Easy to understand: compared to the footer anchor point jumps Suddenly, switch this is the position of the same interactive way easier to allow users to accept the interactive more elegant (compared to the jump) strong scalability: The only thing you have to do is to hide the switch on the PC side, at the appropriate breakpoint at the show it, all of this can be achieved through CSS.
The sideslip was popular with Facebook's big push. The reason the drawer comes from its interactive effect, when the menu button is clicked, the navigation module slides from the edge of the page like a drawer.
Ample space: because it slides out of the edge, it is understood to look good in an infinite area at the bottom or outside the screen: Simplicity is beauty and animation is stunning.
Small audience: Compared with other simple design patterns, the effect of sliding the navigation bar from the side requires a number of complex animations to achieve, so that some low-end equipment in the doorway. Therefore, if your project is designed for the general public, you need to be cautious. Poor adaptability: This model is only suitable for mobile devices and is not performing well (and not necessary) on a large screen. There may be confusion: when I first saw Facebook adopt this design, I thought the page was wrong! Exposing some information on the right side of the screen it's strange to me (purely the author's personal opinion).
Position navigation only in footer
Just place the navigation and footer anchor points in the footer, except that it does not place anchor points in the header.

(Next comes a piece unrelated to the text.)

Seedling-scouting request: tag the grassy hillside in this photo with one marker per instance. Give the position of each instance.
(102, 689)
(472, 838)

The concept of this model is content first, navigation second. This way, you need the user to slide the page to the bottom to see the navigation
Disadvantage: Difficult to find: whether in large or small screen is difficult to find the footer will have navigation; Difficult to use: mobile end users need to constantly scroll the page to the bottom to use the footer navigation, very inconvenient
Related cases: Pears fray
Hide the navigation and get the maximum space.
This design pattern follows this rule: do not punish users who visit your site via the mobile end. It's still a mystery what the mobile end user wants or doesn't want. Mobile-end users do what any desktop user does, so it is necessary to provide some core functionality only for mobile-end users.

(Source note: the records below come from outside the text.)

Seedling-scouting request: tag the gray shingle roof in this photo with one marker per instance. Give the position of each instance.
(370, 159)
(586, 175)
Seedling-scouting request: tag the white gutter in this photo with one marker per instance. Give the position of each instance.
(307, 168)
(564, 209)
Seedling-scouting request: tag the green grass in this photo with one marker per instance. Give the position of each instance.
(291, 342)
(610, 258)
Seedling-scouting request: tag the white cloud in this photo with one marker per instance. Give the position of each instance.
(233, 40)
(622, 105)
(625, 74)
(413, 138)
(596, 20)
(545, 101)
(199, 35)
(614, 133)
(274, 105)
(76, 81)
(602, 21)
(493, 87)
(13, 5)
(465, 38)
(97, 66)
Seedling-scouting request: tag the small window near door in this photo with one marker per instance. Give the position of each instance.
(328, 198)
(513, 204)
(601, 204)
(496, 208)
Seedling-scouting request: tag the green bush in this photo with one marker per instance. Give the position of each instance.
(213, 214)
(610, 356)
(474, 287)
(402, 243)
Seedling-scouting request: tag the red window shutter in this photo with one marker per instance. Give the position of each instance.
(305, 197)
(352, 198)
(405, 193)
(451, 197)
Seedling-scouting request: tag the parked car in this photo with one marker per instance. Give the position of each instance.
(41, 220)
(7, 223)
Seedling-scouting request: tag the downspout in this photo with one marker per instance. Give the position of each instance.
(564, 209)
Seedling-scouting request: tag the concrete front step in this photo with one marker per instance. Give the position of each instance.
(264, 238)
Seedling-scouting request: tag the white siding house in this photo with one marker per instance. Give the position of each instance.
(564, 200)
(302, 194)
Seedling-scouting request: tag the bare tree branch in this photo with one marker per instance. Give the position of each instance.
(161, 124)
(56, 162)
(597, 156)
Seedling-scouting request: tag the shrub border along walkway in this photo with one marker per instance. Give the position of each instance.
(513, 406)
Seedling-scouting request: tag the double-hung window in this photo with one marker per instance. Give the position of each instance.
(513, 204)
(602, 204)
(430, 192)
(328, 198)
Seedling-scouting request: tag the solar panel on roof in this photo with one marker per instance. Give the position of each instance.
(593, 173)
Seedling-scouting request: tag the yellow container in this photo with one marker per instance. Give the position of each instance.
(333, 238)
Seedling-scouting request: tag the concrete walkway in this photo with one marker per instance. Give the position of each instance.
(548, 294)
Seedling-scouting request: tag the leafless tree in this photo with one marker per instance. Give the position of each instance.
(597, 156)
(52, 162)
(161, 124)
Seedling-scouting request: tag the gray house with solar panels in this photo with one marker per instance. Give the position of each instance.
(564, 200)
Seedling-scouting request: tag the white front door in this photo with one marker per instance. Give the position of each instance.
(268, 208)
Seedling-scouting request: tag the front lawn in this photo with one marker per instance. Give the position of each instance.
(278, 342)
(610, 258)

Advantage: Cock Burst (original Sexy as hell to seek great God letter of the translation)
The perfect use of limited screen space
For mobile devices, there is a great advantage, just slide down to see more.

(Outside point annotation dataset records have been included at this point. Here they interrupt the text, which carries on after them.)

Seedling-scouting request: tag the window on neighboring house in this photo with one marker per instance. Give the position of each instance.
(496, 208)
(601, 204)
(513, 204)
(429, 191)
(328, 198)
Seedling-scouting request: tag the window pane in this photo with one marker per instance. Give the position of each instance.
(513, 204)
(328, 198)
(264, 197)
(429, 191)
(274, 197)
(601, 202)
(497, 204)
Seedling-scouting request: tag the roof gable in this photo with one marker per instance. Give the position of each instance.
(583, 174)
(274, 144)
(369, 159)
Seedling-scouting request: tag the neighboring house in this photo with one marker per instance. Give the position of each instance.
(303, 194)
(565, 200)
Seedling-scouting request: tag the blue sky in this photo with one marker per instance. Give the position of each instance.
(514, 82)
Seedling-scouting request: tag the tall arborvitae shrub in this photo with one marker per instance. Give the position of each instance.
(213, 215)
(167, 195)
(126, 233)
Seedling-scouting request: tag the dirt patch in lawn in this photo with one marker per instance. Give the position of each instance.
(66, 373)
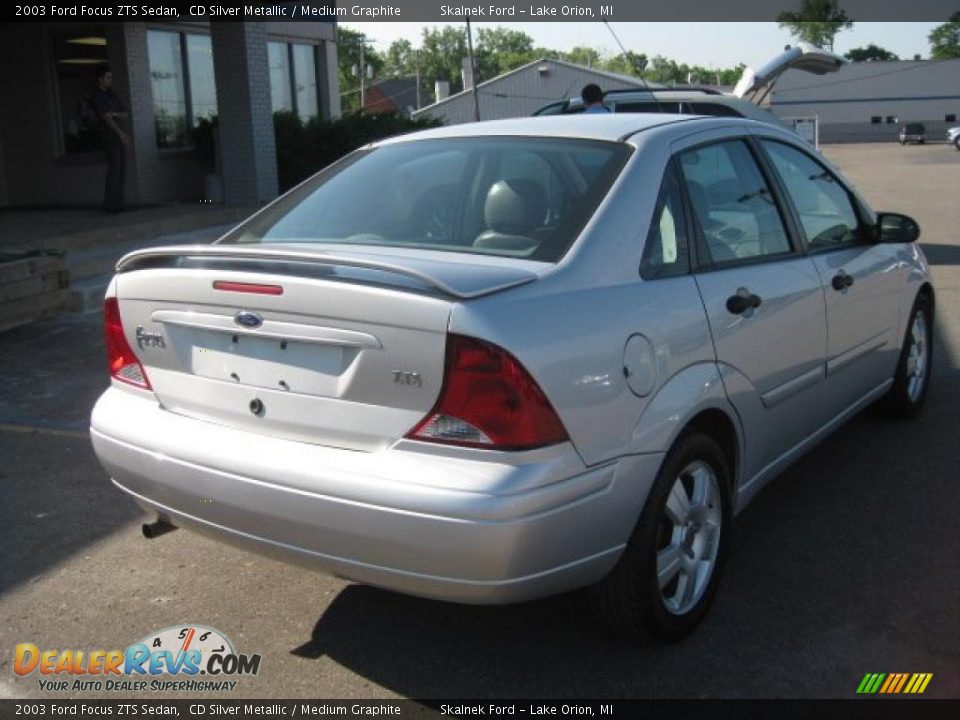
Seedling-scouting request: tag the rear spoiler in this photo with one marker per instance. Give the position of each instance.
(457, 279)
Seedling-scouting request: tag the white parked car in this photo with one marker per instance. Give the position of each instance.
(953, 136)
(498, 361)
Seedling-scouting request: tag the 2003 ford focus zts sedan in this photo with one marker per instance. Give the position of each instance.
(493, 362)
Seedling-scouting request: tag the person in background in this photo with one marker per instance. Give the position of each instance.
(593, 99)
(109, 111)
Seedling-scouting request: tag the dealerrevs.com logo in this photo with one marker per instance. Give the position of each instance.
(185, 658)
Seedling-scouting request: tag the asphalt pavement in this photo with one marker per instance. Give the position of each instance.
(849, 563)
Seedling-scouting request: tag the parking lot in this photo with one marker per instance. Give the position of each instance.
(847, 564)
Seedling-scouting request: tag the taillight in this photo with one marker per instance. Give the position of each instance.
(124, 365)
(489, 400)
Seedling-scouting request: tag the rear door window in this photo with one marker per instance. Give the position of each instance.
(823, 204)
(735, 211)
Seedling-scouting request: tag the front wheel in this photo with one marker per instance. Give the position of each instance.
(912, 379)
(667, 577)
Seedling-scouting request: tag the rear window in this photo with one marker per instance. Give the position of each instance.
(510, 197)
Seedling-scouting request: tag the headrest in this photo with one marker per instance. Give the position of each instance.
(515, 206)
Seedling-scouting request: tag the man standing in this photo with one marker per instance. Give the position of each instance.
(593, 99)
(109, 111)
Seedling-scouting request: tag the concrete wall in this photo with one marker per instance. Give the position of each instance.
(845, 102)
(34, 169)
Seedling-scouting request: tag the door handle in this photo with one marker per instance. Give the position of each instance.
(841, 281)
(741, 302)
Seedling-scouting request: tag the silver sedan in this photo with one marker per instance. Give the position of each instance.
(493, 362)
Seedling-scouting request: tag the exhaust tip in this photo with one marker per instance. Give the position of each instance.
(157, 528)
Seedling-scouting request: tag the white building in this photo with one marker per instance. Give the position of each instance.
(523, 91)
(868, 101)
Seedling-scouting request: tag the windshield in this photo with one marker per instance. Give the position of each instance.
(505, 196)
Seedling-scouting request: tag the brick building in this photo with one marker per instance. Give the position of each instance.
(171, 77)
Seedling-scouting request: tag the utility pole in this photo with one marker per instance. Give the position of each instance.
(363, 72)
(473, 71)
(418, 78)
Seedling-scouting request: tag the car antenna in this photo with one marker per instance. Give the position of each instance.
(624, 51)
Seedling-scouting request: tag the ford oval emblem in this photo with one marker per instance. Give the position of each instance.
(248, 319)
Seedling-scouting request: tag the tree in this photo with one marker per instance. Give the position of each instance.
(945, 39)
(400, 60)
(818, 22)
(582, 55)
(628, 63)
(348, 58)
(499, 50)
(870, 52)
(441, 55)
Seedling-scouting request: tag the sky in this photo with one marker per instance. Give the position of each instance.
(714, 45)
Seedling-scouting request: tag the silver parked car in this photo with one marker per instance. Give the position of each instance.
(498, 361)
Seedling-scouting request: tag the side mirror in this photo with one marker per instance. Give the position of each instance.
(896, 228)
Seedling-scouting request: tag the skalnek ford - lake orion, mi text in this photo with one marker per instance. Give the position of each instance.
(541, 11)
(239, 12)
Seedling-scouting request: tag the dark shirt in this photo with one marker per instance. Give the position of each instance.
(106, 101)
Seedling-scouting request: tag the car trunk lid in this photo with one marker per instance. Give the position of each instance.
(342, 349)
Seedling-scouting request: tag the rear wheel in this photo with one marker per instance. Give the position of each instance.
(668, 574)
(912, 378)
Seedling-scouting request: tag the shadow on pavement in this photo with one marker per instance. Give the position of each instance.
(941, 254)
(56, 498)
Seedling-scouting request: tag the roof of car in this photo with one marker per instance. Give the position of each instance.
(607, 126)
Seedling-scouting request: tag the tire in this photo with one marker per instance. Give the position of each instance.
(912, 378)
(630, 600)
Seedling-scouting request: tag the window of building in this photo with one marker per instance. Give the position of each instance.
(77, 55)
(293, 78)
(182, 83)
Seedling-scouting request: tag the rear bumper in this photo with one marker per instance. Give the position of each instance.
(467, 526)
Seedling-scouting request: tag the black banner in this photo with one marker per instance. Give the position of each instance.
(439, 11)
(894, 709)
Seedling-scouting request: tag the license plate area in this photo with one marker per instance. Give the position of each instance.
(295, 366)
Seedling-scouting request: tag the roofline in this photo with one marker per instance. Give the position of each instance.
(612, 76)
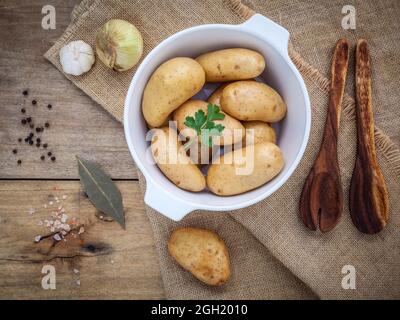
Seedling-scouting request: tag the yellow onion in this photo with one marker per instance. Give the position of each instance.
(119, 45)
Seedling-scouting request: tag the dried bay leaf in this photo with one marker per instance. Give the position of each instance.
(101, 190)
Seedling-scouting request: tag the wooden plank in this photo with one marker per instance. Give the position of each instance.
(78, 126)
(112, 262)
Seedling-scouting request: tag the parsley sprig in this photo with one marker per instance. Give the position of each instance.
(204, 124)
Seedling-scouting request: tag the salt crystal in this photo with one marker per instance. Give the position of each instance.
(57, 237)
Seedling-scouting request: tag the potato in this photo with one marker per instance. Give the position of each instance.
(174, 82)
(233, 132)
(263, 132)
(202, 253)
(245, 169)
(201, 154)
(173, 161)
(251, 100)
(215, 97)
(231, 64)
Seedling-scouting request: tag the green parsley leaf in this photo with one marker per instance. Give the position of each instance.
(204, 124)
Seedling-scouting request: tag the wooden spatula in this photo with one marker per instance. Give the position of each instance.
(369, 203)
(321, 202)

Disadvantage: It is not good to remove links or content from the core features or content of mobile-end users. Response advocates argue that this can lead to differences in content between mobile-end pages and desktops, as well as experience disasters.
Add extra cost to the page using the command Display:none only hides the element on the page. The page's code, pictures, or other files are still downloaded in the background, which eventually leads to slow page access.
It is difficult to maintain two completely separated navigation system will become the burden of later maintenance.
There may be a confusing move-side user sliding down the page to refresh the list without realizing that when I first saw Facebook adopt this design, I thought the page was wrong! Revealing some information on the right side of the screen is still strange to me (purely the author's personal opinion)
Mobile navigation just like your real friends: need each other, but give each other space; and those who pretend to be close to you always disappear when you need it (when you need navigation) or occupy your personal space to make you crazy (such as: wipe, roll from my bed); therefore, design for responsive navigation , you need to balance the portability and space of your access.